Gas stations in many Iranian cities had trouble supplying fuel earlier in the week in what was a suspected cyberattack on the fuel distribution system. One Tehran daily on Thursday blamed Israel, which may have carried out similar acts in past years, to weaken Iran's hostile regime.

The incident reportedly disrupted the credit and debit card payments system this time, forcing users to pay cash and higher prices, the London-based broadcaster Iran International reported.


Though state officials didn't publicly accuse anyone specific, they did say perhaps this and other attacks had been planned for October, to "anger people" on the anniversary of the anti-government protests of 2019.

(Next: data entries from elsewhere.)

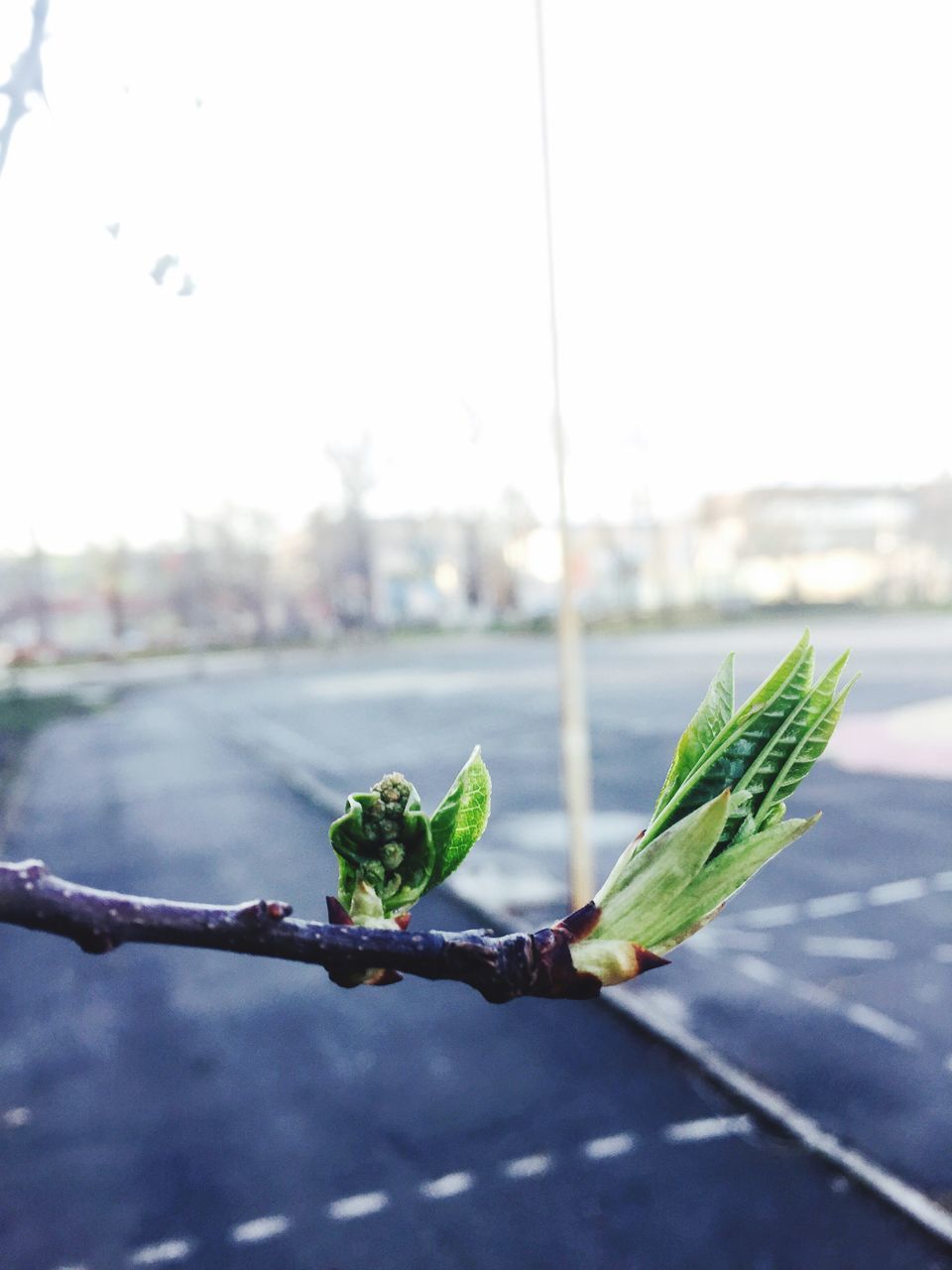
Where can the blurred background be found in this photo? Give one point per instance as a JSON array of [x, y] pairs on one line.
[[280, 512]]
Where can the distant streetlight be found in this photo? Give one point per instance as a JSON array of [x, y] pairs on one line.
[[576, 751]]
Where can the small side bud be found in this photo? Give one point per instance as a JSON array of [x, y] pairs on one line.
[[613, 960]]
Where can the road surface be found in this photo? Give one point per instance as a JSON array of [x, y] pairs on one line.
[[166, 1106]]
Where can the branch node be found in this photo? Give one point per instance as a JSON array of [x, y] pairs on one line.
[[262, 912]]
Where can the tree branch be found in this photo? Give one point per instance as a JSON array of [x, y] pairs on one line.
[[26, 77], [500, 968]]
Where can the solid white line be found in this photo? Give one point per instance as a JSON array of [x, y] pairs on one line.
[[444, 1188], [874, 1021], [911, 1202], [756, 968], [357, 1206], [703, 1130], [834, 906], [864, 951], [529, 1166], [162, 1254], [896, 892], [261, 1228], [778, 915], [606, 1148]]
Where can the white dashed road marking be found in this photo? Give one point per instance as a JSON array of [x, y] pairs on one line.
[[834, 906], [606, 1148], [864, 951], [261, 1228], [897, 892], [847, 901], [703, 1130], [357, 1206], [779, 915], [163, 1254], [864, 1016], [758, 969], [529, 1166], [444, 1188]]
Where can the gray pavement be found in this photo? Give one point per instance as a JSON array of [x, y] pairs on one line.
[[166, 1106]]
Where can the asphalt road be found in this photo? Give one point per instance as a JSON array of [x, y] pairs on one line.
[[166, 1106]]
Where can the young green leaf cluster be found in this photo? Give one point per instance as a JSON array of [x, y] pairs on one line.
[[720, 813], [390, 852]]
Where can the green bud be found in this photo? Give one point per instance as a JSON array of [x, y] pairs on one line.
[[390, 887], [393, 855], [375, 874]]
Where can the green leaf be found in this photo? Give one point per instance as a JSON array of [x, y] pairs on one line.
[[712, 715], [809, 748], [800, 724], [651, 880], [715, 884], [730, 753], [461, 818]]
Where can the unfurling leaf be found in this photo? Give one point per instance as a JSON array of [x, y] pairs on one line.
[[720, 815], [461, 818]]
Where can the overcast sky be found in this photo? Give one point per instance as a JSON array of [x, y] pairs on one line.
[[754, 262]]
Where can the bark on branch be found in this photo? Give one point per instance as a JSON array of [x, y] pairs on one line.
[[500, 968], [26, 77]]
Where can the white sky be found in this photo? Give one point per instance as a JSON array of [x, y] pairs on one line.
[[752, 200]]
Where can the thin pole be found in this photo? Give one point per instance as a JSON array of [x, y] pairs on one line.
[[576, 756]]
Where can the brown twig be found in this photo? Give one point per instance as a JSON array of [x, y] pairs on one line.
[[99, 921]]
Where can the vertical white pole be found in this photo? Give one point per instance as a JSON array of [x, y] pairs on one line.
[[576, 758]]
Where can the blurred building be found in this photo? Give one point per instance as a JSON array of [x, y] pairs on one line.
[[234, 580], [824, 545]]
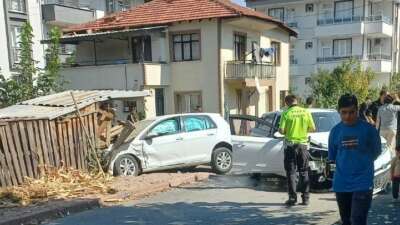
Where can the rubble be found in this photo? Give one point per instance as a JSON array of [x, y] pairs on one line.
[[64, 183]]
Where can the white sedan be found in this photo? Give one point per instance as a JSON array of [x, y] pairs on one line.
[[173, 141], [258, 149]]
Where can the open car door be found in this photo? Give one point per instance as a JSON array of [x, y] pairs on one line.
[[254, 150]]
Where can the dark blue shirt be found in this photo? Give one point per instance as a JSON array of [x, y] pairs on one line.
[[354, 149]]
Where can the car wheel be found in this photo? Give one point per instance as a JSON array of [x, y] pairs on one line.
[[126, 165], [221, 160]]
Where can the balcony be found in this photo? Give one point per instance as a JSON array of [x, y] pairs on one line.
[[374, 26], [247, 71], [117, 76], [65, 13]]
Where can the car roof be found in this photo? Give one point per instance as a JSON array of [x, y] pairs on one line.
[[183, 114]]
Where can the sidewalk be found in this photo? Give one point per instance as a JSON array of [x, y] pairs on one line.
[[384, 211]]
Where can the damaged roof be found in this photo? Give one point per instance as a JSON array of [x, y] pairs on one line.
[[164, 12], [56, 105]]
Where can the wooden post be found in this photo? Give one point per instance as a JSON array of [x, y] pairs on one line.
[[78, 113]]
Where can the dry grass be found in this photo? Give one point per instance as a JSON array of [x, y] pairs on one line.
[[64, 183]]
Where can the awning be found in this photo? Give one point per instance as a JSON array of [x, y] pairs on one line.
[[74, 39]]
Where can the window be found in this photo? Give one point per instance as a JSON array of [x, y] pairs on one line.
[[141, 47], [343, 10], [188, 102], [186, 47], [276, 58], [166, 127], [309, 7], [17, 5], [342, 47], [198, 123], [15, 34], [277, 13], [309, 45], [240, 46]]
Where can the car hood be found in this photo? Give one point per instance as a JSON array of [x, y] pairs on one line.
[[320, 139]]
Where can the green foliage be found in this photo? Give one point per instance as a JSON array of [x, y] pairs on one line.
[[349, 77], [22, 85], [49, 80]]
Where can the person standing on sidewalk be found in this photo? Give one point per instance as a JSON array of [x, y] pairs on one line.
[[386, 122], [353, 145], [395, 174], [295, 123]]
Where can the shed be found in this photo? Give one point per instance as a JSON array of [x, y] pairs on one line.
[[46, 131]]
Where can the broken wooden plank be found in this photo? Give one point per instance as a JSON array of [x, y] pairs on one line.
[[32, 147], [25, 148], [14, 157]]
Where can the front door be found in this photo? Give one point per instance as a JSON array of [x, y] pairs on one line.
[[163, 148], [200, 138]]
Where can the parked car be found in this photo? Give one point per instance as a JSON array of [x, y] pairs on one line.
[[258, 148], [173, 141]]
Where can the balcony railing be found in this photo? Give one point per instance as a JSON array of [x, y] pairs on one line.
[[250, 70], [337, 58], [379, 56], [353, 19]]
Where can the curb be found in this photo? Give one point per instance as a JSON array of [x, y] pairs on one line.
[[53, 213]]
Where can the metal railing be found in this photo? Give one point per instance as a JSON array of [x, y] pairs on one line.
[[379, 56], [249, 69], [354, 19], [337, 58]]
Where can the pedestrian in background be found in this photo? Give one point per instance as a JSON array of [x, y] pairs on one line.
[[374, 107], [353, 145], [310, 102], [386, 122], [395, 174], [295, 124]]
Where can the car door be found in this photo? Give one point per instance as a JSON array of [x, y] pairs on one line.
[[199, 139], [162, 144], [252, 153]]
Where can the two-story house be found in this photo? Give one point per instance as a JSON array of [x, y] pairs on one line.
[[331, 31], [43, 15], [193, 55]]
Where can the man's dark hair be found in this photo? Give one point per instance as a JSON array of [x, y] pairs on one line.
[[347, 100], [388, 99], [290, 99], [309, 100]]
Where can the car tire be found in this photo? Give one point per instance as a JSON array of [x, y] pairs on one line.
[[221, 160], [126, 165]]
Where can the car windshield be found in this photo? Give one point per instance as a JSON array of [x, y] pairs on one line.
[[325, 121]]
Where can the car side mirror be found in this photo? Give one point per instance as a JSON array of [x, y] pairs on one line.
[[278, 135]]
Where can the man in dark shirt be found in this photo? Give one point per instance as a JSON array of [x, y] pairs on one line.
[[374, 107]]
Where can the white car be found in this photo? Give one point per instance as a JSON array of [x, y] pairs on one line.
[[172, 141], [257, 149]]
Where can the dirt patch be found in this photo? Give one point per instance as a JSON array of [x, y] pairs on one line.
[[126, 188]]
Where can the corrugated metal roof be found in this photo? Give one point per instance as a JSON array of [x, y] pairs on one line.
[[56, 105]]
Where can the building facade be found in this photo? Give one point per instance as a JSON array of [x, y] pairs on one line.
[[331, 31], [202, 60], [43, 15]]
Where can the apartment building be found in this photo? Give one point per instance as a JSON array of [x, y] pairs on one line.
[[193, 55], [331, 31], [43, 15]]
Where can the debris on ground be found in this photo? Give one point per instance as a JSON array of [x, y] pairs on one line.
[[64, 183]]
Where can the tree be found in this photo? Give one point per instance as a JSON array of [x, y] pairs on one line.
[[348, 77], [49, 80], [27, 65]]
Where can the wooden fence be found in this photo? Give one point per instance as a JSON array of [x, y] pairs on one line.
[[28, 145]]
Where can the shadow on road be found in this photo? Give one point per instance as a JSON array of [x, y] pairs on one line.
[[194, 214]]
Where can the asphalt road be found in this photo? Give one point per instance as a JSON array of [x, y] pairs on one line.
[[222, 200]]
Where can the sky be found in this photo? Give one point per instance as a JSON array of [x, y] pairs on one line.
[[240, 2]]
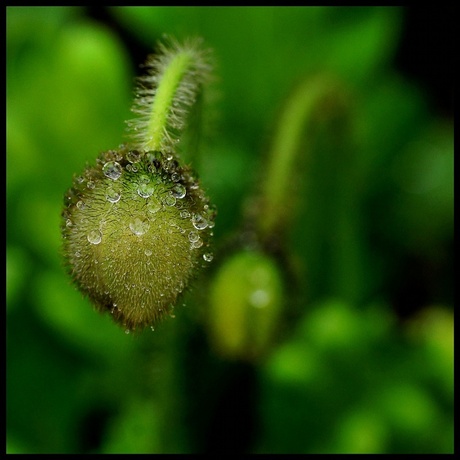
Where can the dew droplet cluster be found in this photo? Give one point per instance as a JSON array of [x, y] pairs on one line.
[[136, 228]]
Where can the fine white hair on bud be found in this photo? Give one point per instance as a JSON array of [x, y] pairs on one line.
[[174, 77], [137, 225]]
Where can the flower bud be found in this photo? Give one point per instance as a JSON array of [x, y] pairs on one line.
[[135, 228]]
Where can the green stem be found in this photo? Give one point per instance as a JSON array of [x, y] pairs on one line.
[[288, 143], [167, 93], [174, 73]]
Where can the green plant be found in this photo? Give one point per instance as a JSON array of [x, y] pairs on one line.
[[137, 225], [324, 322]]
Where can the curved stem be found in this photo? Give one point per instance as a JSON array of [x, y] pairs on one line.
[[287, 144], [166, 94]]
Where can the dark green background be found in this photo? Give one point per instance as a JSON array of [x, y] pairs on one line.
[[366, 365]]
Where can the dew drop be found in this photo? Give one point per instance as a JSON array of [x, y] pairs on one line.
[[94, 236], [169, 200], [193, 237], [208, 257], [112, 195], [112, 170], [199, 222], [153, 206], [81, 205], [145, 189], [196, 244], [178, 191], [139, 227], [133, 156]]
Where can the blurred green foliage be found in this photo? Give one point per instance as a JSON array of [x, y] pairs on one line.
[[346, 373]]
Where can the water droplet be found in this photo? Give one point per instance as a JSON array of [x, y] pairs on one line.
[[208, 257], [139, 227], [199, 222], [196, 244], [94, 236], [133, 156], [169, 200], [112, 195], [153, 206], [193, 236], [178, 191], [112, 170], [145, 190]]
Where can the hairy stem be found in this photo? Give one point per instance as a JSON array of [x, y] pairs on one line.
[[288, 143]]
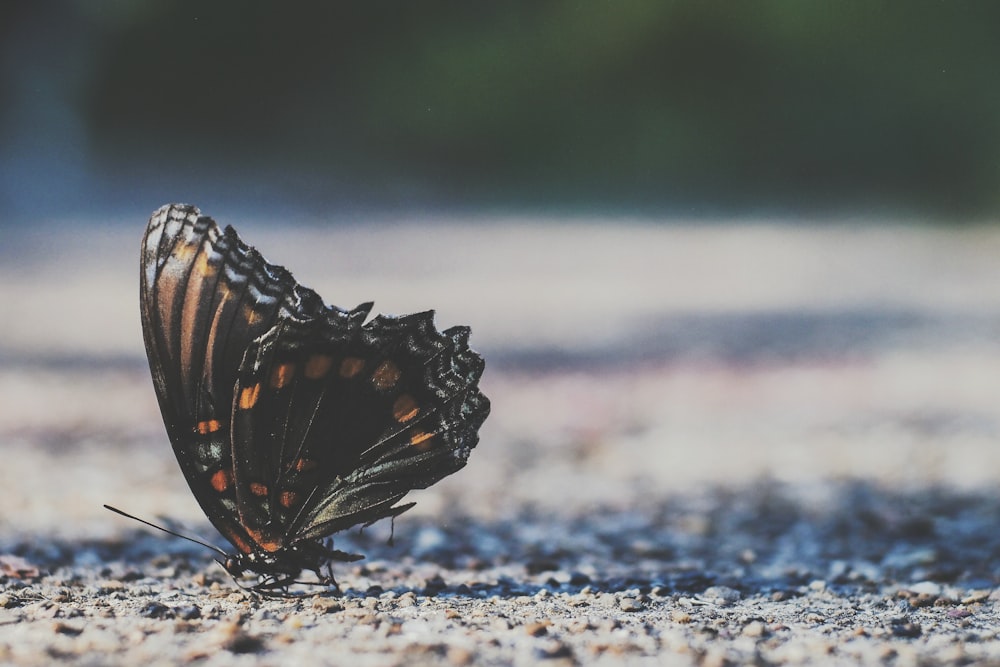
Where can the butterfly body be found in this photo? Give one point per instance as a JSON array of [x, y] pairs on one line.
[[292, 420]]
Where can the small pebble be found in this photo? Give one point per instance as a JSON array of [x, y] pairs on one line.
[[680, 616], [327, 605], [630, 604], [537, 629], [976, 596]]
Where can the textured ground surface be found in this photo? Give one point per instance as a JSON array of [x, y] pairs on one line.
[[709, 445]]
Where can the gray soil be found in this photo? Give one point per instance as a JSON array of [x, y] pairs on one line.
[[710, 445]]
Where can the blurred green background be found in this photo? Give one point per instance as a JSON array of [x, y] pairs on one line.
[[871, 109]]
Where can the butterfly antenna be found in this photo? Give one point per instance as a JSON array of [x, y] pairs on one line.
[[168, 531]]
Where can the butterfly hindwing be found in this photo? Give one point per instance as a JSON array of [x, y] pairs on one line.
[[341, 420], [290, 419]]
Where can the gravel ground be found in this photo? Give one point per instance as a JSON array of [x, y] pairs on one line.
[[711, 445]]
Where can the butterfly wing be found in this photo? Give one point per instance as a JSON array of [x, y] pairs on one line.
[[336, 420], [204, 296]]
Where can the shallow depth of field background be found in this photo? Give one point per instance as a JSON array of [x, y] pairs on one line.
[[698, 243]]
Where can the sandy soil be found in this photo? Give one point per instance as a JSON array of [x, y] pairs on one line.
[[713, 444]]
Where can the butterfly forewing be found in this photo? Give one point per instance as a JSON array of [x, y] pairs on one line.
[[203, 297], [291, 419]]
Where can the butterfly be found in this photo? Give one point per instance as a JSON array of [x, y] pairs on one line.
[[291, 419]]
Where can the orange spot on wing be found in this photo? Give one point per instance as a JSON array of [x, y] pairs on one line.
[[405, 408], [184, 252], [351, 366], [288, 498], [318, 366], [386, 375], [421, 440], [202, 266], [221, 479], [265, 543], [282, 374], [249, 314], [248, 396], [304, 465], [208, 426]]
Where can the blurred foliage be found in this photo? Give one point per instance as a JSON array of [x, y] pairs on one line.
[[685, 106]]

Khamenei, where's our gas?

Cheeky slogans were spotted Tuesday in different places in Iran, including electronic panels over motorways. One of them read "Khamenei, where's our gas?"


Iran International reported that Tehran-based news agency ISNA posted, then deleted, a report on drivers also seeing the message "cyberattack 64411" on screens at gas stations, purported to be the telephone number of the office of Iran's supreme leader, Ayatollah Ali Khamenei.

A member of parliament's National Security Committee, Vahid Jalalzadeh, said the attack had been planned months ahead, and had inflicted "grave losses," Iran International and domestic agencies reported Thursday. The conservative Tehran newspaper Kayhan named "America, the Zionist regime and their goons" as the "chief suspects" in the attack.